As in much of Italy, the first inhabitants of Latium were Etruscans. Though they were responsible for the first settlements, the region gets its name from another local Italic tribe, the Latins [source: Wine Country].

By the third century B.C., the city called Rome had come to dominate the area - because of civil engineering as much as military might. The Romans built massive aqueducts and sturdy stone roads, some of which survive today. Under the Romans, farming improved and trade expanded, with goods coming from distant regions of Europe, Africa and the Middle East [source: Wine Country]. The metropolis flourished, gradually becoming the seat of an empire.

Of course, we know how that story ends. Invading barbarian tribes from the north -- the Vandals, Visigoths and Lombards -- eventually brought the empire to its knees.

When the Roman Empire fell, much of Rome's splendid civil order collapsed with it. Diseases like malaria spread, as did poverty. Fertile farmlands turned into marshy breeding grounds for mosquitoes.

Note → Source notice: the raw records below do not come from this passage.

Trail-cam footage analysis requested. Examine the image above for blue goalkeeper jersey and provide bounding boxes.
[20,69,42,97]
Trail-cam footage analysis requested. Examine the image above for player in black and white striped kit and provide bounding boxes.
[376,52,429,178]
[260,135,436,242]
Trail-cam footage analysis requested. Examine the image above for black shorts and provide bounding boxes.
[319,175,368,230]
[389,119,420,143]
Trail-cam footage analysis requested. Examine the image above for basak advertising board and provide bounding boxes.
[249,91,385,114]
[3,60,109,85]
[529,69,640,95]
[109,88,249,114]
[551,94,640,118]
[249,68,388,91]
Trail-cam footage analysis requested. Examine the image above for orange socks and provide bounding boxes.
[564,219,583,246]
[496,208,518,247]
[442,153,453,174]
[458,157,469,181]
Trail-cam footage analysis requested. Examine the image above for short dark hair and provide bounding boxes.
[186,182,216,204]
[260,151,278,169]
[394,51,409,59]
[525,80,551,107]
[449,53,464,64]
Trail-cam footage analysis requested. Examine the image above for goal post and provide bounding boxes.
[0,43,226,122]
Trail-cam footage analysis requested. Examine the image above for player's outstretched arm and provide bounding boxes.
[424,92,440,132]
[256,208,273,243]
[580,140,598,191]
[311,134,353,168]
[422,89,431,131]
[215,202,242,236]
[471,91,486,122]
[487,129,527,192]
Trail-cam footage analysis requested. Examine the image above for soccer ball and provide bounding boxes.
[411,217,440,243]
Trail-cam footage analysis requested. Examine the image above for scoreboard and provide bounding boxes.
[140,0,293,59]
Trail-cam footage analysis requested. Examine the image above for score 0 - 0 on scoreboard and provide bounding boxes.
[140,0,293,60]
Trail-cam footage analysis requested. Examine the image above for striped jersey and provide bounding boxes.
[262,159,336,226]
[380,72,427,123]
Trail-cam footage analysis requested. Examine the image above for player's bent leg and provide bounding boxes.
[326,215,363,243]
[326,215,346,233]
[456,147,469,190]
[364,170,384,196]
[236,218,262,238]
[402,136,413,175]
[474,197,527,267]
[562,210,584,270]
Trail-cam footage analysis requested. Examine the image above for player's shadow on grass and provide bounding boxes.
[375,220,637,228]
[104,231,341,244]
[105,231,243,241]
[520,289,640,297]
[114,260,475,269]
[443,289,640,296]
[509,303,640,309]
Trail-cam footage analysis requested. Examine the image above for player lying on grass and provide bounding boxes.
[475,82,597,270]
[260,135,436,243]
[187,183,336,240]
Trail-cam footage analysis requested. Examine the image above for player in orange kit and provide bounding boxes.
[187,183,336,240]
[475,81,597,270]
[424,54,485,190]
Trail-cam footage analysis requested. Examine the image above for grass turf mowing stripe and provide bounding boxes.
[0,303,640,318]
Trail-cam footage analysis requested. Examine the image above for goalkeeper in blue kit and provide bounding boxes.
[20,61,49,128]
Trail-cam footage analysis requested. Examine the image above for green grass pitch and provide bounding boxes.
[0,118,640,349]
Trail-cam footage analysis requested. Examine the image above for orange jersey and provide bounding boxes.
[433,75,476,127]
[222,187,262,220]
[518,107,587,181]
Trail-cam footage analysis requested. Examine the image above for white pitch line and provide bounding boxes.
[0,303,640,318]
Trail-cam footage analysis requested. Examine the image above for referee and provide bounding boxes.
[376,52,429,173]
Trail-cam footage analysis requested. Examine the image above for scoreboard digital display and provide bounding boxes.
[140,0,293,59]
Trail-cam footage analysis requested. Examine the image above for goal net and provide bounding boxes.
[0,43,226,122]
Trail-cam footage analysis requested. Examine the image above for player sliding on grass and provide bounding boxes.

The central government of the Catholic Church remained in Rome, and most of Latium was part of the papal state. But other forms of government collapsed. Surrounding towns were under the control of local feudal lords or, occasionally, communal rule [source: Wine Country].

In the Renaissance, the pope's court at Rome became one of the centers of the newly flourishing Italian arts. The Church amassed artistic treasures from across Europe and commissioned the works of art and architecture -- St. Peter's Basilica, the Sistine Chapel, Bernini's fountains -- that continue to define Roman art and culture.

When Italy unified in the 1870s, Rome became its new capital. The Pontine marshes were drained, and the ancient farmlands became fertile once more.